IS vs HAS relationship for your API

Posted on March 25, 2016 · 2 mins read · tagged with: #Aggregate #composition

There is an urge of making things automagically. For instance, when you have a DDD Aggregate, one could consider automatic publishing all the commands as the service API. As The Aggregate is a part of a model & a language which you agreed to use, that seems to be a perfect match to be your API. Is it?

IS vs HAS

There is a rule of Composition over inheritance. It says that instead of deriving from different components, one should compose bigger parts from already existing by using them, but no deriving. A good example might be a user and an employee. As an employee, you are given a user in the system. You might try to model it with the derivation in mind. Is an user an employee as well or the other way around? There’s no good answ er to this.
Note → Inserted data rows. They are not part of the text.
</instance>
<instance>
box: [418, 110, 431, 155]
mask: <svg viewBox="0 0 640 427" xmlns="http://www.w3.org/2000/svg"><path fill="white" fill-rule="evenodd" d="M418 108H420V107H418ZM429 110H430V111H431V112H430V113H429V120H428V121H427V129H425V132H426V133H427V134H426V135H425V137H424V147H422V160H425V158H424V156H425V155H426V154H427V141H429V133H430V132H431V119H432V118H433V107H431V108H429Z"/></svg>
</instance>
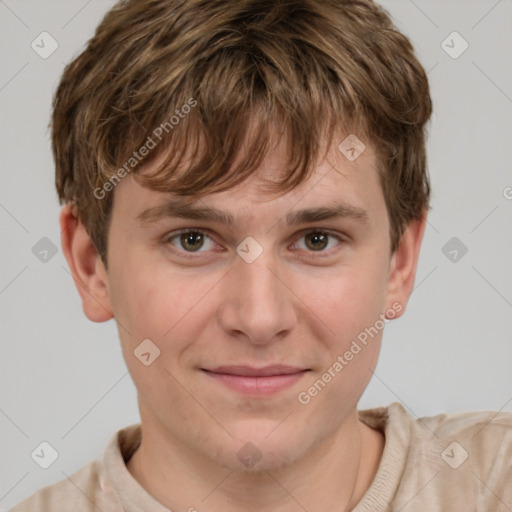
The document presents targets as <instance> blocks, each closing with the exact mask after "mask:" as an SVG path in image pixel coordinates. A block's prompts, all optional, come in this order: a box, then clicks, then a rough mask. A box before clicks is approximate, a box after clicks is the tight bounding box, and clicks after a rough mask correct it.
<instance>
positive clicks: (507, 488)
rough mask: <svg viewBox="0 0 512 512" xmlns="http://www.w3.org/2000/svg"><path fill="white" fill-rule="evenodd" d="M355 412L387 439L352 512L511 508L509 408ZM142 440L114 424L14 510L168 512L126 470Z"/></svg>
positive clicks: (375, 409) (488, 510)
mask: <svg viewBox="0 0 512 512" xmlns="http://www.w3.org/2000/svg"><path fill="white" fill-rule="evenodd" d="M359 418H360V419H361V421H363V422H364V423H366V424H367V425H369V426H370V427H372V428H376V429H379V430H381V431H382V432H383V433H384V435H385V437H386V444H385V447H384V452H383V455H382V459H381V461H380V464H379V468H378V470H377V474H376V475H375V478H374V480H373V482H372V484H371V485H370V487H369V488H368V489H367V491H366V493H365V494H364V496H363V497H362V499H361V501H360V502H359V503H358V504H357V506H356V507H355V508H354V509H353V512H381V511H382V512H384V511H386V512H391V511H397V512H398V511H399V510H400V511H403V512H412V511H414V512H416V511H419V512H440V511H450V512H470V511H475V512H483V511H489V512H511V511H512V413H510V412H466V413H455V414H439V415H436V416H432V417H425V418H415V417H413V416H412V415H410V414H409V413H408V412H407V411H406V410H405V409H404V407H403V406H402V405H401V404H399V403H398V402H394V403H392V404H391V405H389V406H388V407H379V408H376V409H367V410H360V411H359ZM139 443H140V425H139V424H135V425H130V426H128V427H126V428H124V429H122V430H119V431H118V432H116V434H114V435H113V436H112V438H111V439H110V441H109V443H108V445H107V447H106V449H105V452H104V454H103V455H102V456H101V457H99V458H98V459H96V460H94V461H92V462H90V463H89V464H87V465H86V466H84V467H83V468H82V469H80V470H78V471H77V472H75V473H73V474H72V475H71V476H70V479H69V480H68V479H64V480H61V481H59V482H57V483H55V484H52V485H49V486H47V487H44V488H42V489H40V490H39V491H37V492H36V493H34V494H33V495H32V496H30V497H29V498H27V499H26V500H25V501H22V502H21V503H19V504H18V505H16V506H15V507H14V508H13V509H11V512H43V511H44V512H86V511H87V512H89V511H90V512H93V511H94V512H98V511H101V512H121V511H125V512H168V509H167V508H165V507H164V506H162V505H161V504H160V503H159V502H157V501H156V500H155V499H154V498H153V497H152V496H151V495H150V494H149V493H147V492H146V491H145V490H144V488H143V487H142V486H141V485H140V484H139V483H138V482H137V480H135V479H134V478H133V477H132V475H131V473H130V472H129V471H128V469H127V468H126V461H128V460H129V458H130V457H131V455H132V454H133V452H134V451H135V450H136V448H137V447H138V445H139ZM203 508H204V507H203ZM198 511H199V512H200V511H201V507H198Z"/></svg>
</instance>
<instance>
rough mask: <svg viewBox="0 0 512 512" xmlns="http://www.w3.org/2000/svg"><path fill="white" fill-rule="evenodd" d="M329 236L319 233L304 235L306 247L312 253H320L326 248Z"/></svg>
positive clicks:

You could model it in another way. There an employee, that a user has access to. When a user logs in he/she can access data of an employee is attached to him/her. You can see where is it going. Keep things minimal, use other elements but do not introduce a relation of being something.

A bit abusive allegory

Now ask yourself a question. Is your API using the model or is it the model? In the majority of cases, the interfaces of your API & your model may be aligned, but they are not the same! Even if you publish operations named after a model that you established, you’d like your API to use the model just in case of remodeling the domain. It’s good to automate and do not write much code. On the other hand, it’s good to have proper abstractions separating concerns of two different worlds.